In this exercise you’ll explore a subset of the Large Movie Review Dataset. The variables X_train, X_test, y_train, and y_test are already loaded into the environment. The X variables contain features based on the words in the movie reviews, and the y variables contain labels for whether the review sentiment is positive (+1) or negative (-1).

This course touches on a lot of concepts you may have forgotten, so if you ever need a quick refresher, download the scikit-learn Cheat Sheet and keep it handy!

  • Create a KNN model with default hyperparameters.
  • Fit the model.
  • Print out the prediction for the test example 0.
  • # edited/added
    import numpy as np
    from sklearn.datasets import load_svmlight_file
    X_train, y_train = load_svmlight_file('archive/Linear-Classifiers-in-Python/datasets/train_labeledBow.feat')
    X_test, y_test = load_svmlight_file('archive/Linear-Classifiers-in-Python/datasets/test_labeledBow.feat')
    X_train = X_train[11000:13000,:2500]
    y_train = y_train[11000:13000]
    y_train[y_train < 5] = -1.0
    y_train[y_train >= 5] = 1.0
    X_test = X_test[11000:13000,:2500]
    y_test = y_test[11000:13000]
    y_test[y_train < 5] = -1.0
    y_test[y_train >= 5] = 1.0
    
    from sklearn.neighbors import KNeighborsClassifier
    
    # Create and fit the model
    knn = KNeighborsClassifier()
    knn.fit(X_train, y_train)
    
    
    # Predict on the test features, print the results
    
    ## KNeighborsClassifier()
    
    pred = knn.predict(X_test)[0]
    print("Prediction for test example 0:", pred)
    
    ## Prediction for test example 0: 1.0
    

    Nice work!

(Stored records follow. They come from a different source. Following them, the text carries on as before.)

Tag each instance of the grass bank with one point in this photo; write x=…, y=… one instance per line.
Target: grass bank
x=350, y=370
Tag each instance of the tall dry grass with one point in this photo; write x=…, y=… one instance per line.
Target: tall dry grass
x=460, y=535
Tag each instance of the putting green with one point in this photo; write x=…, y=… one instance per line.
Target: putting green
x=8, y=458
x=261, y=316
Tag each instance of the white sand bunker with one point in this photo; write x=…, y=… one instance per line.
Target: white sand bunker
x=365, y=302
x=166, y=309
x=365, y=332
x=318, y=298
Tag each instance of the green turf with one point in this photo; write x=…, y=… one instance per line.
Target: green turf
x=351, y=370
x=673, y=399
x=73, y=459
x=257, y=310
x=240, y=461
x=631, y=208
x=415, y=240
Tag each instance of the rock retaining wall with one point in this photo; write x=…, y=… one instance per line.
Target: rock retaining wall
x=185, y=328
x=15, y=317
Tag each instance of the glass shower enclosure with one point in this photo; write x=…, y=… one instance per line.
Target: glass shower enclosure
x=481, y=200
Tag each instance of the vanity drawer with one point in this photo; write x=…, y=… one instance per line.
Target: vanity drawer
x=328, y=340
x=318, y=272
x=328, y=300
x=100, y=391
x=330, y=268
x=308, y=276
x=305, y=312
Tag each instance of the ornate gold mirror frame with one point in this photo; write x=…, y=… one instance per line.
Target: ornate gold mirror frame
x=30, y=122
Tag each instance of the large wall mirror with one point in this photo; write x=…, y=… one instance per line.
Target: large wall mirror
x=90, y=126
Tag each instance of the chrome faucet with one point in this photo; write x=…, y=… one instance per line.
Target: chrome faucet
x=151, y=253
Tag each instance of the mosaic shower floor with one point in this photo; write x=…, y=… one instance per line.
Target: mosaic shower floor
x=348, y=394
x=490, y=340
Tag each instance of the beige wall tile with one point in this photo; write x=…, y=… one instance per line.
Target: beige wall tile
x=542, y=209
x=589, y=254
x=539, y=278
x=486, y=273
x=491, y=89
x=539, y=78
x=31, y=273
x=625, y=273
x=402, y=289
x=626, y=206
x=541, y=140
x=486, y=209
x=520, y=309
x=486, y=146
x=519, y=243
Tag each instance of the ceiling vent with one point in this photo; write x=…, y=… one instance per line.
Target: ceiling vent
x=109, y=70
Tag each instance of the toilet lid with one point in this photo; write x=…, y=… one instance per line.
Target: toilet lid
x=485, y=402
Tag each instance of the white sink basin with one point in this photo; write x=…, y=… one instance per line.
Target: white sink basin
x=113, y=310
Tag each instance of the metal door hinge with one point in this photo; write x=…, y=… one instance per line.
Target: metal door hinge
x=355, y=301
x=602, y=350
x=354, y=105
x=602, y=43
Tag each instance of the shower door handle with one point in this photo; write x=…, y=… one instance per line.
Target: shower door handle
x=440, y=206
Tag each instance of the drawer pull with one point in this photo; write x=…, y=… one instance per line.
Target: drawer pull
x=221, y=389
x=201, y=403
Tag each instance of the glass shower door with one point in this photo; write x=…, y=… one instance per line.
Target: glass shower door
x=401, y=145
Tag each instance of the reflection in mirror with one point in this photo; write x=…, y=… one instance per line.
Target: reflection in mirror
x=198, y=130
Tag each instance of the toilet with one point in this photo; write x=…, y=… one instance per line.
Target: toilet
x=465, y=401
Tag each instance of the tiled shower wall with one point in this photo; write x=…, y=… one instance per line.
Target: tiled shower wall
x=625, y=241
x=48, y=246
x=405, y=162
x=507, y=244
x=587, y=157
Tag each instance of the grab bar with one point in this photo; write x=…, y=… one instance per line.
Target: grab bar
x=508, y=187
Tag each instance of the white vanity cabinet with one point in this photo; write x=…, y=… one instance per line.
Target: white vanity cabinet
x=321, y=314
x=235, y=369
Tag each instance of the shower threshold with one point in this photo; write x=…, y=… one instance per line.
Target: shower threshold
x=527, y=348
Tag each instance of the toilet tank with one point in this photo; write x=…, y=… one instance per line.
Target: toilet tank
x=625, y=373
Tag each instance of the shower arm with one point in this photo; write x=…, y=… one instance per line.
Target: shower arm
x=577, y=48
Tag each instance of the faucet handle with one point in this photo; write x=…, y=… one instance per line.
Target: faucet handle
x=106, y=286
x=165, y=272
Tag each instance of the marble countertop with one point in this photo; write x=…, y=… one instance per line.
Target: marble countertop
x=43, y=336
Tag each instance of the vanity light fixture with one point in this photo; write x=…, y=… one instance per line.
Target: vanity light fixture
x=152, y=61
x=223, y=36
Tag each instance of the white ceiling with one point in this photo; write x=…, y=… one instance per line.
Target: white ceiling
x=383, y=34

Looks like you remember how to use scikit-learn for supervised learning.

    Comparing models#

    Compare k nearest neighbors classifiers with k=1 and k=5 on the handwritten digits data set, which is already loaded into the variables X_train, y_train, X_test, and y_test. You can set k with the n_neighbors parameter when creating the KNeighborsClassifier object, which is also already imported into the environment.

    Which model has a higher test accuracy?

    # Create and fit the model
    knn = KNeighborsClassifier(n_neighbors=1)
    knn.fit(X_train, y_train)
    
    ## KNeighborsClassifier(n_neighbors=1)
    
    knn.score(X_test, y_test)
    
    # Predict on the test features, print the results
    
    ## 0.1645
    
    pred = knn.predict(X_test)[0]
    print("Prediction for test example 0:", pred)
    
    # Create and fit the model
    
    ## Prediction for test example 0: 1.0
    
    knn = KNeighborsClassifier()
    knn.fit(X_train, y_train)
    
    ## KNeighborsClassifier()
    
    knn.score(X_test, y_test)
    
    # Predict on the test features, print the results
    
    ## 0.056
    
    pred = knn.predict(X_test)[0]
    print("Prediction for test example 0:", pred)
    
    ## Prediction for test example 0: 1.0
    
    • k=1

    • k=5

    Great! You’ve just done a bit of model selection!

    Overfitting#

    Which of the following situations looks like an example of overfitting?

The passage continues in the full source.